I don't know where this should be posted...



> NIIGATA - About 7,000 fish died Friday in a water tank at an aquarium in Niigata after workers mistakenly poured in an antiseptic substance with too great a density. Workers at the Niigata City Aquarium noticed the fish, including sardines, damselfish and rays, were dying around 10 a.m. in the aquarium's largest water tank, about 30 minutes after the substance was added.
> 
> The workers added the antiseptic as the water had looked dirty. The density was believed to be greater than the correct level. The aquarium keeps more than 20,000 fish, penguins, dolphins and other sea animals.

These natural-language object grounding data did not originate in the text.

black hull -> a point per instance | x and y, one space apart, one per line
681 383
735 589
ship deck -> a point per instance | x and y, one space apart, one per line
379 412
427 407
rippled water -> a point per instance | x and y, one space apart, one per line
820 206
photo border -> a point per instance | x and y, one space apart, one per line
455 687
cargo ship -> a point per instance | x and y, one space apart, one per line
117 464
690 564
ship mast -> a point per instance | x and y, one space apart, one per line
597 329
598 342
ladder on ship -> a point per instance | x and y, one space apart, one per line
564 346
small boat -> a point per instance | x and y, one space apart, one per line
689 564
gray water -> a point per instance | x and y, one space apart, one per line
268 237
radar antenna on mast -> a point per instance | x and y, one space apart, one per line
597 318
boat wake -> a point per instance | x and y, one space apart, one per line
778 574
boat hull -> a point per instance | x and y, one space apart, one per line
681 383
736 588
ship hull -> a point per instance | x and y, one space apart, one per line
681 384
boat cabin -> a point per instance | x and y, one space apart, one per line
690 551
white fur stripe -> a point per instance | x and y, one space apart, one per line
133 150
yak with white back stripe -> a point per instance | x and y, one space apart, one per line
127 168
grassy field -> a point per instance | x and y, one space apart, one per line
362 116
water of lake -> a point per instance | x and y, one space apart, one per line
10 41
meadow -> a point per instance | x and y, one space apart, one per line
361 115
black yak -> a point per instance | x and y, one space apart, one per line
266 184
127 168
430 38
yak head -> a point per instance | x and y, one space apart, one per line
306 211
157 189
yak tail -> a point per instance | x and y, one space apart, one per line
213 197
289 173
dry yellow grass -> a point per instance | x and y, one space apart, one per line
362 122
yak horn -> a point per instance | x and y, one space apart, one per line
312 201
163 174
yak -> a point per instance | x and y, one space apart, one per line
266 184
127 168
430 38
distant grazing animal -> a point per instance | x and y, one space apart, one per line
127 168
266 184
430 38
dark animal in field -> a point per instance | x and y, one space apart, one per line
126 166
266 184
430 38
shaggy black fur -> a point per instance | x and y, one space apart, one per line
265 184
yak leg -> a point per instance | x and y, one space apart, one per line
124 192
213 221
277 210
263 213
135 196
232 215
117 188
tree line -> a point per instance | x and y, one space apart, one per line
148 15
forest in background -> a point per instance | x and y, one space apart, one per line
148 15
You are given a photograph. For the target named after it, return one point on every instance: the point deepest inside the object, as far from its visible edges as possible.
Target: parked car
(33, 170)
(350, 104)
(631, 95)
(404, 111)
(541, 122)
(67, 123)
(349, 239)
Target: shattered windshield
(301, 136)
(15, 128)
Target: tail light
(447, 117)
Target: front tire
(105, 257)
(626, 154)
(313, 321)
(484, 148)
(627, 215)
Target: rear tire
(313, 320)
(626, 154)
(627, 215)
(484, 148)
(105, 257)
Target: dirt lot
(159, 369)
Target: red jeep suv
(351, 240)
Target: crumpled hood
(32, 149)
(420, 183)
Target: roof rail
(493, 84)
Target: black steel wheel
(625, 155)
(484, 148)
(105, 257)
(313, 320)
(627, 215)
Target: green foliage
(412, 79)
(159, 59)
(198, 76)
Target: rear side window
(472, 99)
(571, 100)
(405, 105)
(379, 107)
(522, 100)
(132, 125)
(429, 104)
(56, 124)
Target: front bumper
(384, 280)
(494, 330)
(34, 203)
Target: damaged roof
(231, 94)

http://www.japantoday.com/category/...d-by-antiseptic-substance-at-niigata-aquarium






What a disaster!


----------



## nonsans (Apr 22, 2010)

ouch! that aquarium looks so deserted


----------



## VinnyD (Apr 21, 2010)

whoa...not good at all...sad news definitely...RIP to all the animals. feel bad for everyone there


----------



## dean9922 (Apr 21, 2010)

that is a real shame.....but wow...what an aquarium....just think how many discus could go into that tank.....lol


----------



## AWW (Apr 22, 2010)

dean9922 said:


> that is a real shame.....but wow...what an aquarium....just think how many discus could go into that tank.....lol


Always look on the bright side 

A definate loss for sure. Its sad to see such an aquarium fail to such a stupid mistake


----------



## big_bubba_B (Apr 25, 2010)

the trouble is they dont train anyone properly just toss them in and way dont kill anything


----------



## eternity302 (Apr 22, 2010)

Where's the fish?  there's absolutely nothing left! sigh... sux... now they're just gonna rob our ocean again!


----------



## VinnyD (Apr 21, 2010)

eternity302 said:


> Where's the fish?  there's absolutely nothing left! sigh... sux... now they're just gonna rob our ocean again!


well...its pretty unfortunate for your incident...now imagine the japanese aquarium...hope your tank is all good now...and hope the japanese aquarium recover too


----------



## Dustman (Apr 21, 2010)

yikes, that's not very good. RIP to all the fish, and hoping this doesn't set back the aquarium too much


----------



## Atom (Apr 21, 2010)

eternity302 said:


> Where's the fish?  there's absolutely nothing left! sigh... sux... now they're just gonna rob our ocean again!


That is an interesting point. I wonder how they are going to replace all those fish.

I hate to think they are just going to go into the oceans and disturb the ecosystem, but after watching the cove I wouldn't be entirely surprised. Hopefully they have a breeding program behind the scenes that they restock from or trade with other aquariums.


----------



## ~Michelle~ (Jun 18, 2010)

that is absolutely horrible!!


----------



## Srenaeb (Apr 24, 2010)

=( fishies..........

the Vancouer Aquarium breed some of their stock, and sell them to other aquariums around the world. But there are many species that I'm sure can't be bred inside, or hasn't been tried yet. So yes, they will be taken from the ocean. 

It's the price for education though....if we didn't have aquariums, most inner city kids will never see fish unless they're dead in the market.


----------